Forward/Reverse with an Index
The next steps assume that your data comes back from the sequencing facility with a forward, reverse and index read in fastq format. If your data has a FASTQ file for each sample and has already been de-multiplexed, please go to the appropriate section. Before we can generate any OTU's or microbiome composition counts, the sequencing reads must first be joined, filtered and de-multiplexed. The following sections begin to outline this plan.
Step 1. Decompress and Change Header Information
Our very first step is to decompress the sequences so that they are usable for analysis. Usually sequences are received compressed to save space and time during file transfers. The data we get back are typically in
fastq.gz format. The
gz part means that the data is zipped\/compressed to conserve space, so first we need to unzip to obtain a fastq file which we can use for the next steps. Running the command
gunzip will not create any new files and will remove the
.gz part of the file.
gunzip sequences/forward_R1_001.fastq.gz gunzip sequences/barcode_R2_001.fastq.gz gunzip sequences/reverse_R3_001.fastq.gz
Typically we have to perform one minor processing step to our barcode read (R2) before using it in any of the commands. Each sequence within a FASTQ has an header line which acts as an identifier for that particular read. When the files are generated, the header in the barcode read doesn't match the forward and reverse reads unless we switch one letter in the header line. This step can be solved in one quick command line code. To fix we use the
sed command which essentially switches letters in a any file.
We are going to change the line
1:N:0:. To make this minor change we run the command below:
# This command will assume you have changed directory into your sequences folder. sed 's/2:N:0:/1:N:0:/g' sequences/barcode_R2_001.fastq > sequences/barcode_R2_001_fixedheaders.fastq
Step 2. Joining Paired End Reads
Most of our sequence runs are performed using paired-end reads, so before analyzing the 16s rRNA gene, we must first join the forward and reverse reads together. This step is performed using the
join_paired_ends.py command. By default the command uses ea-utils which must be downloaded and installed into your path if you are NOT using MacQIIME. If you are using MacQIIME, all the necessary additionally utilities are installed by default.
--forward_reads_fp | -f
The forward illumina fastq read. Typically will have the characters
--reverse_reads_fp | -r
The reverse illumina fastq read. Typically will have the characters,
--output_dir | -o
The name of the folder to place output files.
--pe_join_method | -m
Which program to use for joining reads. Can be either fastq-join or SeqPrep
--min_overlap | -j
The minimum number of overlapping base pairs between the two reads. (This is an important parameter depending upon the length of your reads. In a 150x150 paired-end read run there should be a 50bp overlap when the two reads are merged. Increasing this number increases the stringency of your sequence filtering and you will lose low quality scores. This parameters should be consider based on your data!
--perc_max_diff | -p
Maximum allowed % differences within region of overlap.
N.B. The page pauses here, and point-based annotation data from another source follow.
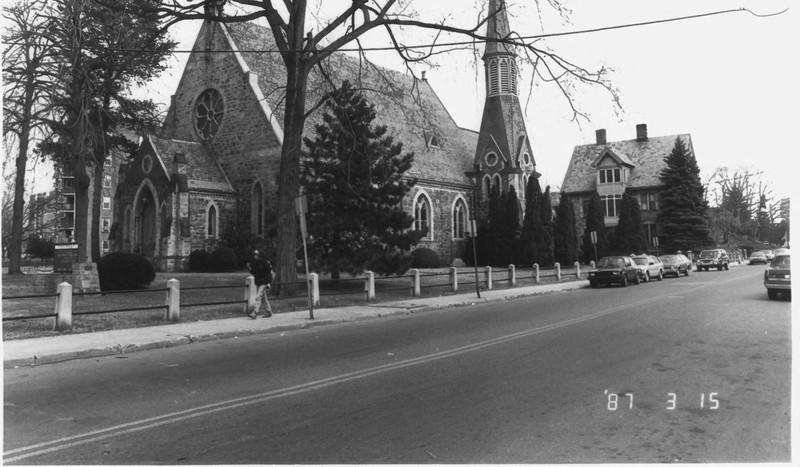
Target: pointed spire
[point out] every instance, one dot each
(497, 27)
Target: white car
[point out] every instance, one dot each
(650, 267)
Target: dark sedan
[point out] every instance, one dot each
(614, 270)
(777, 277)
(675, 265)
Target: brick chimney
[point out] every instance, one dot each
(601, 136)
(641, 132)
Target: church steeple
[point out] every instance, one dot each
(503, 155)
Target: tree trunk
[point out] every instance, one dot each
(18, 213)
(97, 202)
(289, 177)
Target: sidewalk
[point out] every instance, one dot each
(54, 349)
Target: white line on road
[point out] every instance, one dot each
(174, 417)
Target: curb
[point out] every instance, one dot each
(120, 349)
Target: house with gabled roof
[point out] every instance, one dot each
(610, 168)
(214, 164)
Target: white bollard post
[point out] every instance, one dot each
(369, 285)
(63, 307)
(454, 279)
(250, 290)
(314, 278)
(415, 283)
(173, 313)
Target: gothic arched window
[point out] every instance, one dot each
(460, 219)
(422, 216)
(257, 210)
(212, 222)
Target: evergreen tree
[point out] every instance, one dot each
(595, 222)
(622, 240)
(494, 234)
(533, 195)
(683, 216)
(512, 226)
(636, 238)
(565, 241)
(545, 242)
(354, 180)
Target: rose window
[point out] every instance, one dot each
(208, 113)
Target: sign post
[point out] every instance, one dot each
(301, 208)
(473, 227)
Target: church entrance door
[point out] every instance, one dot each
(146, 228)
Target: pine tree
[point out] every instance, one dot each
(621, 243)
(683, 215)
(545, 242)
(565, 241)
(533, 195)
(494, 235)
(512, 227)
(636, 238)
(354, 180)
(595, 222)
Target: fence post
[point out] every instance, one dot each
(415, 283)
(250, 290)
(173, 301)
(314, 279)
(63, 307)
(369, 285)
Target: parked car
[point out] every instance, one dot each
(650, 267)
(758, 257)
(614, 270)
(714, 258)
(675, 265)
(777, 277)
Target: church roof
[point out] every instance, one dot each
(408, 107)
(203, 173)
(646, 156)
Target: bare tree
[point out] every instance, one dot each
(28, 72)
(304, 44)
(743, 199)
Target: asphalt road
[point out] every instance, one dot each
(695, 369)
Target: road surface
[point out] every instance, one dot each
(694, 369)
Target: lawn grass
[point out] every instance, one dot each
(96, 312)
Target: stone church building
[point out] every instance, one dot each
(214, 164)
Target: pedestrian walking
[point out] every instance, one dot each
(261, 269)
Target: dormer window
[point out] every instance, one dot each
(610, 175)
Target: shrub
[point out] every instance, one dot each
(424, 258)
(125, 271)
(222, 259)
(198, 261)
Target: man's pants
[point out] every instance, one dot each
(262, 291)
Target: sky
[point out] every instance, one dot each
(727, 80)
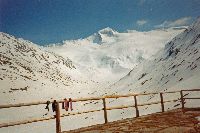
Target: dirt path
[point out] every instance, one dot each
(174, 121)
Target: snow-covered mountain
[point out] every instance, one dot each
(28, 72)
(177, 66)
(77, 68)
(109, 54)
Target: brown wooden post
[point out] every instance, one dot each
(161, 101)
(105, 111)
(182, 99)
(58, 127)
(136, 107)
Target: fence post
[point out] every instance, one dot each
(161, 101)
(182, 99)
(58, 127)
(105, 111)
(136, 107)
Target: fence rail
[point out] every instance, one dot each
(57, 115)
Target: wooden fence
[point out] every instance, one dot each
(57, 115)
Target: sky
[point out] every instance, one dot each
(52, 21)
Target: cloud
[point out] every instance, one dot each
(141, 2)
(141, 22)
(179, 22)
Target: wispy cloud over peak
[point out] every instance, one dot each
(179, 22)
(141, 22)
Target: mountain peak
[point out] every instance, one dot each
(107, 31)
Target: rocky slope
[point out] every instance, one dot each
(176, 66)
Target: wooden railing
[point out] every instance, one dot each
(57, 115)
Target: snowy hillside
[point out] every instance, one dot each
(29, 72)
(176, 66)
(86, 67)
(109, 54)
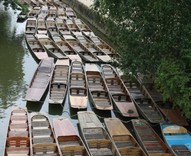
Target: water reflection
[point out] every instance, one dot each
(11, 57)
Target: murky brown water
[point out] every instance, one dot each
(16, 69)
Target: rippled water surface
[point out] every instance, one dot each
(16, 70)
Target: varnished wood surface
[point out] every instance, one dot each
(149, 139)
(119, 93)
(40, 80)
(18, 133)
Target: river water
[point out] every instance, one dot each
(16, 70)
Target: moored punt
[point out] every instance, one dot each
(84, 53)
(18, 134)
(42, 136)
(122, 138)
(173, 115)
(35, 47)
(70, 12)
(178, 139)
(95, 136)
(97, 52)
(78, 92)
(149, 139)
(34, 12)
(30, 27)
(72, 26)
(69, 141)
(66, 48)
(44, 12)
(41, 26)
(119, 93)
(50, 46)
(61, 13)
(59, 83)
(62, 27)
(51, 26)
(98, 91)
(40, 80)
(52, 11)
(144, 104)
(83, 27)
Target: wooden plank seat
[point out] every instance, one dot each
(101, 152)
(99, 143)
(41, 132)
(78, 91)
(121, 144)
(72, 150)
(45, 149)
(120, 97)
(18, 141)
(23, 133)
(17, 151)
(18, 126)
(181, 150)
(130, 151)
(36, 124)
(42, 139)
(58, 87)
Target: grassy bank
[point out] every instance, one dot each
(24, 7)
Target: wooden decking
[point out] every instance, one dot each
(43, 139)
(150, 141)
(18, 134)
(59, 83)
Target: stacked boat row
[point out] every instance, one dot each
(35, 135)
(53, 31)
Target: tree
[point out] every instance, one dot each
(154, 37)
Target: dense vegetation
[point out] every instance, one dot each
(154, 37)
(14, 4)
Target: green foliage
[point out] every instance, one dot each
(154, 37)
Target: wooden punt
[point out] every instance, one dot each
(18, 134)
(86, 31)
(43, 139)
(66, 48)
(78, 92)
(44, 12)
(145, 105)
(91, 47)
(122, 138)
(51, 26)
(98, 90)
(59, 83)
(40, 80)
(52, 11)
(30, 27)
(33, 13)
(149, 139)
(35, 47)
(41, 26)
(173, 115)
(69, 140)
(52, 49)
(177, 138)
(62, 27)
(61, 13)
(72, 26)
(70, 12)
(81, 38)
(119, 93)
(95, 136)
(84, 53)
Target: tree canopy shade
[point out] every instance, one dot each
(155, 37)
join_paired_ends.py \ -f sequences/forward_R1_001.fastq \ -r sequences/reverse_R3_001.fastq \ -b sequences/barcode_R2_001_fixedheaders.fastq \ -o join_pe_reads \ -m fastq-join \ -j 40 -p 75
Step 3. De-multiplexing Reads
After joining the paired-end reads and creating a single-end read and barcode, we must split the library so that each read has a corresponding sampleID based on the unique barcode in the mapping file. This step also allows us to perform some base quality filtering. There depending upon how your data was recieved and what type of barcodes were used, this step may have different parameters.
--sequence_read_fps | -i
The joined forward Illumina fastq read. File will have the name,
fastqjoin.join.fastq, if join_paired_ends.py was used.
--output_dir | -o
The output folder name.
--barcode_read_fps | -b
The joined forward Illumina fastq read. Will have the name,
fastqjoin.join_barcodes.fastq, if join_paired_ends.py was used.
--mapping_fps | -m
Mapping file that associates barcodes with SampleID's
--phred_quality_threshold | -q
The minimum base quality score to retain a nucleotide. (Default = 3)
--min_per_read_length_fraction | -p
The minimum number of high quality nucleotides to include a read.
Used when using Golay 12-bp barcodes. This may different depending upon you lab's primer setup.
Store split libraries as a FASTQ file for other uses (e.g sequence submission or use with DAD2)
split_libraries_fastq.py \ -i join_pe_reads/fastqjoin.join.fastq \ -o split_libraries \ -b join_pe_reads/fastqjoin.join_barcodes.fastq \ -m mapping_file.txt \ --store_demultiplexed_fastq \ -q 20 -p 0.75 --rev_comp_mapping_barcodes
Once the library has been split, there should be a single
seqs.fna file in the resulting output folder form the command above. This sequences file includes all the sequences to be aligned and clusters, but each of the sequences now contain which sample their originated from based on barcode data.